O beijo

Papageno*

Se morderes a língua Papageno, morres envenenado! Maldita a minha língua corrosiva que só o é para falar! Quando penso nisso ecoa na minha cabeça o refrão de um romance cigano russo (algo parecido ao nosso fado): “Beija-me que gosto de ti, beija-me que não te envenenas”. Antes te tivesses envenenado com o nosso primeiro beijo!
É fascinante como entre milhões de beijos que damos ao longo da vida, beijos fraternais, beijos amigos, a nossa mente grava, sobretudo, os beijos apaixonados. E, entre esses, têm um destaque especial os primeiros beijos. São os primeiros beijos que transformam sapos em príncipes e acordam princesas, é o primeiro beijo após o “pode beijar a noiva” que marca o compromisso entre o casal. Pode não ser o melhor, normalmente não o é, mas nesse caso pouco importa, o facto de ser o primeiro garante-lhe o lugar na nossa memória poética.

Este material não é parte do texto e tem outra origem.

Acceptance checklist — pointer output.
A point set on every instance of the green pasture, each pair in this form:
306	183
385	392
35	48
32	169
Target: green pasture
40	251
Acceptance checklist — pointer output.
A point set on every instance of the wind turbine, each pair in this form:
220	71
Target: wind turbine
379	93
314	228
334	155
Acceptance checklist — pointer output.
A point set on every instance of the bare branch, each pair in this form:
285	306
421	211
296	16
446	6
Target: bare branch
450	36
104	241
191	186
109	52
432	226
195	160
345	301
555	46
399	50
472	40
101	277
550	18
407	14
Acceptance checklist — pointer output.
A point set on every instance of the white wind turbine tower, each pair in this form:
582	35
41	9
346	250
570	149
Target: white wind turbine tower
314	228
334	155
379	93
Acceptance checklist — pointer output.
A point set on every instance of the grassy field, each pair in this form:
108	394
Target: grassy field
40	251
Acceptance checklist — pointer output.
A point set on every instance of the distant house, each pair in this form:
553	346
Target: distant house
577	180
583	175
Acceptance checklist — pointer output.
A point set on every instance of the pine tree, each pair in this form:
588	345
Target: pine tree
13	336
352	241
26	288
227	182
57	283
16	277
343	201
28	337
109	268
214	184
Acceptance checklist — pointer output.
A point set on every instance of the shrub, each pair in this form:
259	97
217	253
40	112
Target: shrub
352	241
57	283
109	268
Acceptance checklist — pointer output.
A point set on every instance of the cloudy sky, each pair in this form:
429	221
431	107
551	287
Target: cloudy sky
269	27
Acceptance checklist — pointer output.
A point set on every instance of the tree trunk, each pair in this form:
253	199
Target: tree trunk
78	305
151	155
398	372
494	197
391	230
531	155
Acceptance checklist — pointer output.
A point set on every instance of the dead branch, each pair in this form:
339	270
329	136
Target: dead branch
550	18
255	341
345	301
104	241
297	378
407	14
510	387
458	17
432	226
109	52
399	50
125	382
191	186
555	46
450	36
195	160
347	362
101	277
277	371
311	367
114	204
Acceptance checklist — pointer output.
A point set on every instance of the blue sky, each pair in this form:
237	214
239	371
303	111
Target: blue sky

Não me lembro de ter lido um conto ou visto um filme romântico em que apenas após horas de marmelada contínua, que nem manobra de ressuscitação executada pelo médico do serviço de urgências, se tenha salvo a alma do apaixonado, não, quando tem que haver o milagre do amor ele acontece num só beijo, no beijo! E mesmo que a seguir venha a dita marmelada, que os beijos se espalhem à velocidade da luz pelo corpo do outro, que sejam melhores e mais intensos, é do primeiro que nos lembramos.
Talvez pela natureza desconcertante do amor apaixonado, esse beijo, enquanto materialização desse sentimento, mesmo que apenas momentaneamente, é gravado a ferros na nossa mente. Naquele instante não interessa o que vem depois, se a relação dura um segundo ou uma vida, mas para quem beija, aquilo é a concretização de todos os amores outrora vividos nos livros, nas telas do cinema e nos palcos de teatro. Porque quando gostamos podemos querer fazer muita coisa ao outro, abraçar, acariciar, tocar ou simplesmente olhar, mas antes de tudo queremos beijar, como se o acto de tocarmos com os nossos lábios na boca alheia fosse um ritual iniciático. Assim foi, falamos horas, antes do nosso primeiro beijo, mas nada daquilo teve valor até ser consumado no nosso primeiro beijo, aquele momento oficializou tudo para nós. Foi um mau beijo, provavelmente o pior que alguma vez demos, disfarçamos, dissemos que foi à primária… Não só o beijo foi mau como o lugar era péssimo, cheio de cargas simbólicas arrastadas de vidas passadas… Podia ter sido remédio santo, uma eutanásia para os nossos sentimentos, mas foi sobretudo um beijo vacina, não tocaste na minha língua e por isso não te envenenaste, mas habituaste-te à minha boca e aquilo que corrói os outros a ti apenas te faz rir… Antes tivesse mordido a língua quando falava do que ter-me envenenado com o nosso primeiro beijo!